Aphasie-Epilepsie-Syndrom: Ursachen, Diagnose und Behandlung

Die Aphasie-Epilepsie-Syndrome sind eine Gruppe von neurologischen Erkrankungen, die durch das Auftreten von epileptischen Anfällen und Sprachstörungen (Aphasie) gekennzeichnet sind. Diese Syndrome können verschiedene Ursachen haben und unterschiedliche Verläufe zeigen. Im Folgenden werden die Ursachen, Diagnose und Behandlung dieser komplexen Erkrankungen detailliert erläutert.

Epidemiologie der Epilepsie im Alter

Die Epidemiologie der Epilepsie wandelt sich von einer vorwiegend im Kindesalter auftretenden Erkrankung hin zu einer Alters(ko)morbidität. Dies bedeutet, dass Epilepsie im höheren Lebensalter häufiger auftritt und oft in Kombination mit anderen altersbedingten Erkrankungen vorkommt. Die demografische Entwicklung führt dazu, dass die Zahl der Epilepsie-Neuerkrankungen bei Menschen über 65 Jahren höher ist als bei Kindern und Jugendlichen.

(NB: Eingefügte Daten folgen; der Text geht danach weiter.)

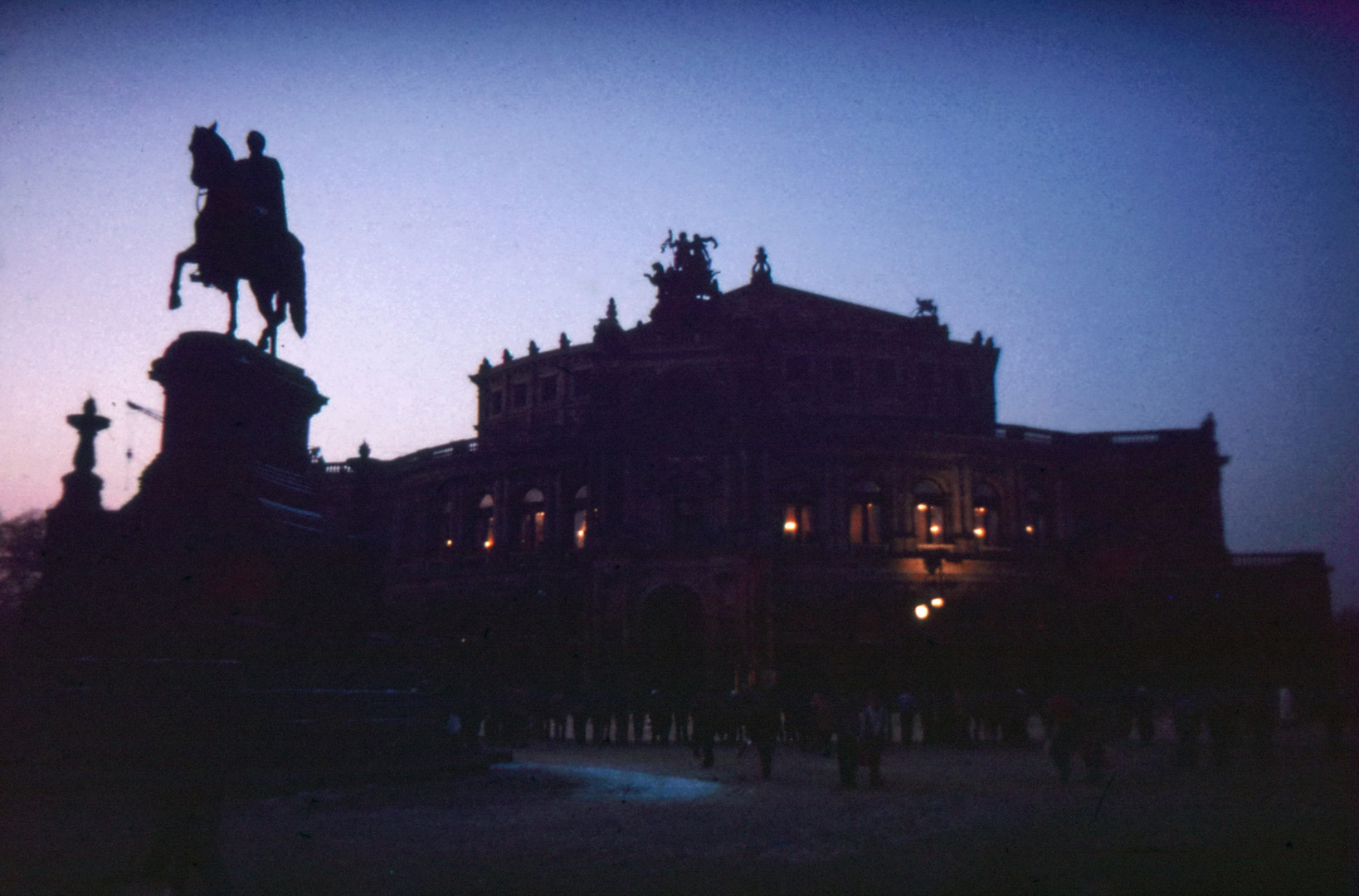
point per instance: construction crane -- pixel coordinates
(151, 414)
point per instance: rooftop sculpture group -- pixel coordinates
(242, 233)
(690, 275)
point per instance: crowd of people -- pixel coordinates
(856, 728)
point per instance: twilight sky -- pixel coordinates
(1152, 208)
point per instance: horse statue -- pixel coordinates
(236, 241)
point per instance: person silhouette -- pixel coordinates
(261, 185)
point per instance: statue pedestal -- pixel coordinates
(230, 402)
(234, 440)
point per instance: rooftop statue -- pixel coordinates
(242, 233)
(688, 280)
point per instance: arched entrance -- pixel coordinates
(669, 647)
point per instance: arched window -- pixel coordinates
(1035, 517)
(796, 515)
(796, 523)
(930, 502)
(487, 523)
(986, 514)
(865, 504)
(533, 521)
(446, 519)
(582, 523)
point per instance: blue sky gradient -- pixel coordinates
(1152, 208)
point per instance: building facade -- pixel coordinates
(777, 483)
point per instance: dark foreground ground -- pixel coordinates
(649, 821)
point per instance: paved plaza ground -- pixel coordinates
(567, 819)
(650, 821)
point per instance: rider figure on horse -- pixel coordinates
(261, 187)
(242, 233)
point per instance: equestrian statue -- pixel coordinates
(242, 234)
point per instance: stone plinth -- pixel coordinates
(234, 440)
(230, 402)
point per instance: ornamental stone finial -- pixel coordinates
(87, 425)
(762, 272)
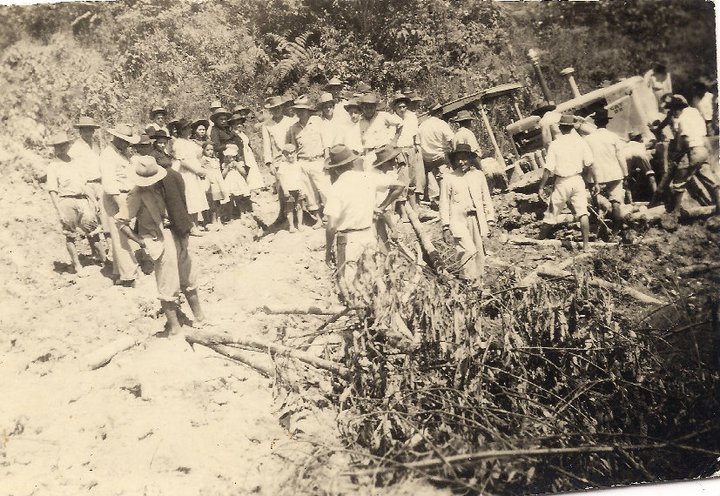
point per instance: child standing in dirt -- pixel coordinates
(466, 210)
(71, 198)
(234, 173)
(289, 174)
(216, 184)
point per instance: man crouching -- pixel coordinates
(168, 251)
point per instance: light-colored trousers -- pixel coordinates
(317, 182)
(123, 249)
(469, 245)
(174, 270)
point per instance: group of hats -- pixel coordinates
(341, 155)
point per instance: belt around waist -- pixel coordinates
(345, 231)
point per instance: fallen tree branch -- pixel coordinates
(308, 310)
(601, 283)
(698, 268)
(243, 358)
(209, 340)
(100, 358)
(557, 243)
(483, 455)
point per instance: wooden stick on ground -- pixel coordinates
(558, 243)
(208, 339)
(482, 455)
(102, 357)
(300, 310)
(601, 283)
(698, 268)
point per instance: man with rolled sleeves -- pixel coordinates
(567, 158)
(691, 150)
(86, 152)
(117, 181)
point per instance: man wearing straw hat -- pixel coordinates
(306, 134)
(274, 133)
(158, 116)
(411, 169)
(117, 181)
(168, 251)
(71, 198)
(86, 152)
(334, 87)
(349, 212)
(567, 159)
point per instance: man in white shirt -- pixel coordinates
(411, 170)
(609, 167)
(349, 213)
(691, 142)
(436, 142)
(567, 158)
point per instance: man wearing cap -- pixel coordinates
(658, 80)
(388, 182)
(70, 197)
(117, 181)
(86, 152)
(436, 138)
(466, 210)
(378, 128)
(609, 166)
(158, 115)
(237, 121)
(567, 159)
(168, 251)
(172, 185)
(349, 214)
(411, 169)
(691, 152)
(307, 136)
(464, 134)
(350, 134)
(334, 87)
(330, 124)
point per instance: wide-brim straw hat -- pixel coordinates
(462, 148)
(237, 117)
(326, 98)
(369, 99)
(385, 154)
(86, 122)
(200, 122)
(274, 102)
(340, 155)
(157, 110)
(462, 116)
(147, 171)
(124, 132)
(231, 150)
(400, 97)
(219, 112)
(334, 82)
(59, 139)
(566, 120)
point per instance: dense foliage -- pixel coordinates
(553, 366)
(115, 60)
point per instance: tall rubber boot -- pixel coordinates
(194, 302)
(172, 326)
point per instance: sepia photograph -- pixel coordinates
(359, 247)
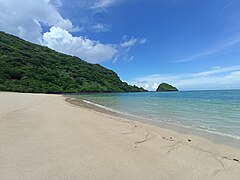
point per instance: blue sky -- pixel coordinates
(190, 44)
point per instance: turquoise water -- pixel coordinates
(215, 112)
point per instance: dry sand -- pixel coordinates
(45, 137)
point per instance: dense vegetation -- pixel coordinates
(166, 87)
(27, 67)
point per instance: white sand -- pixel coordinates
(44, 137)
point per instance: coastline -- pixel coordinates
(45, 137)
(213, 137)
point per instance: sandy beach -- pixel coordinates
(45, 137)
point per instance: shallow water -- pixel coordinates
(216, 112)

Trotz dieser Veränderung sind ältere Patienten in neurologischen Spezialeinrichtungen unterrepräsentiert. Eine Studie des Epilepsiezentrums Bonn aus dem Jahr 2003 zeigte, dass der Anteil dieser Patientengruppe lediglich bei sechs Prozent lag. Es wird geschätzt, dass etwa ein Drittel dieser Patienten gar nicht und von den übrigen nur die Hälfte adäquat behandelt wird.

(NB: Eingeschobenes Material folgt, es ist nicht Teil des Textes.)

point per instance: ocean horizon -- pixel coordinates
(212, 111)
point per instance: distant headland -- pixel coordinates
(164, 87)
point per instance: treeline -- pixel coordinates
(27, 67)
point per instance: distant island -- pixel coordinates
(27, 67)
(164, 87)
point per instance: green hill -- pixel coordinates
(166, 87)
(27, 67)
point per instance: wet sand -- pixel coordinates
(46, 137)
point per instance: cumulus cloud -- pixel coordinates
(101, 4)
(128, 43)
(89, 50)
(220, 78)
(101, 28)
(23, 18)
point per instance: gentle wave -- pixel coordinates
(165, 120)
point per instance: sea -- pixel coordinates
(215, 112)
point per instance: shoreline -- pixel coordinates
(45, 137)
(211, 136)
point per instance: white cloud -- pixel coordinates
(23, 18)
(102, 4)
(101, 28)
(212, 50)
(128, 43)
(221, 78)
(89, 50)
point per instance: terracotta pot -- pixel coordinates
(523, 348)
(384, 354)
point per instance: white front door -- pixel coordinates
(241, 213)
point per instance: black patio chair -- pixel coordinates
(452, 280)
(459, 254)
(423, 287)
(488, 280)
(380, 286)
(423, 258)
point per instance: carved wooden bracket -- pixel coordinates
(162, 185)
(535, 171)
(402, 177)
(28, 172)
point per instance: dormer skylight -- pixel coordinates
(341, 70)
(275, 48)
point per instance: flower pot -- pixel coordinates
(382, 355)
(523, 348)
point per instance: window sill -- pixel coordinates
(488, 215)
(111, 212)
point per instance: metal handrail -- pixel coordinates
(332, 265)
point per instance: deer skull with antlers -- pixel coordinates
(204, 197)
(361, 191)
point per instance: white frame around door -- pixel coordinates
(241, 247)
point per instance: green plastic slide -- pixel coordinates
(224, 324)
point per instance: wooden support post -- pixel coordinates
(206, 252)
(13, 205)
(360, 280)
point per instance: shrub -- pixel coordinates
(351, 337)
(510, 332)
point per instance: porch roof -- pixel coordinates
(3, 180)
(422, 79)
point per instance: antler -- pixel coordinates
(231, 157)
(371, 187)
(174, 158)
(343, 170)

Ein möglicher Grund für diese Diskrepanz ist, dass viele Hausärzte sich kompetent genug fühlen, diese Patientengruppe allein zu betreuen. Besonders in Einrichtungen, in denen die Autonomie und Mobilität der Betroffenen eingeschränkt sind, wird oft der Aufwand gescheut, neurologische Experten hinzuzuziehen. Zudem wird befürchtet, dass die Diagnose „Epilepsie“ in vielen Fällen gar nicht gestellt wird.

Diagnostische Herausforderungen im Alter

Die Diagnostik von Epilepsie im höheren Lebensalter wird durch ungewöhnliche Abläufe der epileptischen Exazerbationen erschwert. Oft handelt es sich um fokale Anfälle von kurzer Dauer und unspektakulärer Ausprägung, die von den Betroffenen oder anwesenden Personen nicht als solche wahrgenommen werden. Auffällig wird der Patient erst in der postiktalen Phase.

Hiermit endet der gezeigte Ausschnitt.